An exhibition titled “Watashi-tachi wa Kawareta” (“We Were Bought”) kicked off in Tokyo’s Kagurazaka Session House on Aug. 11 in an effort to dispel misguided assumptions. The event, co-organized by Colabo and Tsubomi, a self-help group of young girls victimized by sexual abuse and exploitation, runs through Sunday.
“It’s not like we got involved in prostitution because we wanted to. We had to. Some of us felt so isolated at home we had nowhere else to go,” a 16-year-old girl who went by the pseudonym Nao told a news conference at the Kagurazaka gallery prior to the opening of the exhibition.
“At first I thought what happened was my fault because I was too cowardly to say no. . . . Looking back, I do think I shared some blame, but eventually, I’ve realized I wasn’t entirely at fault,” she said, without elaborating on her past.
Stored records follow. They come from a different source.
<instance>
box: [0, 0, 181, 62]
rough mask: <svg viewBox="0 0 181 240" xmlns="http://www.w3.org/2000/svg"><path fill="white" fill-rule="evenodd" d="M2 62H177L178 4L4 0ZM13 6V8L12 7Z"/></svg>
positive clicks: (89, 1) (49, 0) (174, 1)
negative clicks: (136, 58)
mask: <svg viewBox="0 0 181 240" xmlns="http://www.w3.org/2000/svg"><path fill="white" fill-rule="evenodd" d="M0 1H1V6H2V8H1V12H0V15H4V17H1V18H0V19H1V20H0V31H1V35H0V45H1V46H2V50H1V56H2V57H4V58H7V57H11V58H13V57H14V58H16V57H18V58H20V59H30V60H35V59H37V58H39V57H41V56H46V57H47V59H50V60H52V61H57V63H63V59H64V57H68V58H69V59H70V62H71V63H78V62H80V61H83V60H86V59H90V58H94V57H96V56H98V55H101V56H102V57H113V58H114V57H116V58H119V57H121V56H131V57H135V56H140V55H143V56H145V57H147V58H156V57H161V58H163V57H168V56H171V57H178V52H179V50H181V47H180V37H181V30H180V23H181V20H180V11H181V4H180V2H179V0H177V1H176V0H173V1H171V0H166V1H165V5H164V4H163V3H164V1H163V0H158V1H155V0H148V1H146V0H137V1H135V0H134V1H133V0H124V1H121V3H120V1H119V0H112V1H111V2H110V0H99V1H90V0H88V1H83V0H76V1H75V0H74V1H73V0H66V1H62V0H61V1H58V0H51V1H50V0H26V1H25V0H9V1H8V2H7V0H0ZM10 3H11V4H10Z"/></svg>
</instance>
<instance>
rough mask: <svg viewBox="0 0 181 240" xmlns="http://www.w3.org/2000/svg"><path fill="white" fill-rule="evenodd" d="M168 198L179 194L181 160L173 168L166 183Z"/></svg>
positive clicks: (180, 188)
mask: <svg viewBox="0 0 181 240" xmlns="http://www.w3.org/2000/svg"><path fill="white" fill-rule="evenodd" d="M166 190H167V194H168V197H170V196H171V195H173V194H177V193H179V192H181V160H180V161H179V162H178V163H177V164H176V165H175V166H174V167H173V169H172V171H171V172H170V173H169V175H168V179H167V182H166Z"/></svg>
Sex trafficking and child prostitution remain long-standing problems in Japan.
In the 2016 Trafficking in Persons Report, the U.S. Department of State slammed the entrenched practice of enjo kosai, or “compensated dating,” where older men pay young women for sexual favors via gifts. It also pointed out that variants of the notorious “JK” business, which sexually exploits joshi kosei (high school girls), “continue to facilitate the sex trafficking of Japanese children.”
“Sophisticated and organized prostitution networks target vulnerable Japanese women and girls — often in poverty or with mental disabilities — in public areas such as subways, popular youth hangouts, schools, and online; some of these women and girls become trafficking victims,” the report said.
Traffickers and offenders in Japan, Nito said, rarely browbeat the girls into commercial sex.
Instead, she said, they approach isolated teens on the street with an avuncular air and offer them what they need — a quick meal, a place to stay and most importantly, a gesture of affection the girls are sorely denied at home and at school. By taking advantage of their loneliness, those adults slyly put the girls under their psychological control, wearing down their resistance, she said.
The exhibition showcases an array of photos, drawings, letters and diaries revisiting the trauma of the girls. A total of 24 girls, aged 14 to 26, were involved in organizing the event, Nito said.
About 10 of them allowed themselves to be photographed, albeit incognito, posing in various settings to re-enact particularly traumatizing scenes or situations that remain etched in their memory.
In these pictures, some are seen wandering downtown streets, while others writhe in shame on a bed. One striking photo, meanwhile, shows a kimono-clad girl posing during her actual coming-of-age ceremony, with her wrist marked by numerous traces of cuts and cigarette burns.
In another highlight, participating girls violently scribbled down on a massive piece of paper examples of verbal abuse adults heaped on them that particularly tore them apart. Phrases such as “you shouldn’t have been born,” “drop dead” and “we won’t bother to have a funeral for you even if you die” are among them.
Meanwhile, on one tell-all letter that was hung on the wall, an 18-year-old girl recalled an experience that she said had destroyed her life.
“I can trust nobody,” she wrote. The girl, whose mother was rarely at home due to work, said she had barely hit puberty when she got involved with a man who falsely charged her over a porn website she had browsed and roped her into sex under the pretext of helping her to pay the bill.
“I wanted people to know the poverty situation of girls like me and the fact that I’ve lost my dream, friends and family because of that one guy,” the letter read.
Despite the gut-wrenching nature of the displays, Nito expressed hope that visitors to the exhibition won’t focus too much on their past.
“Instead of just feeling sorry for what the girls went through, I hope visitors will realize they have stood up against their own challenges and are now moving forward, alive.”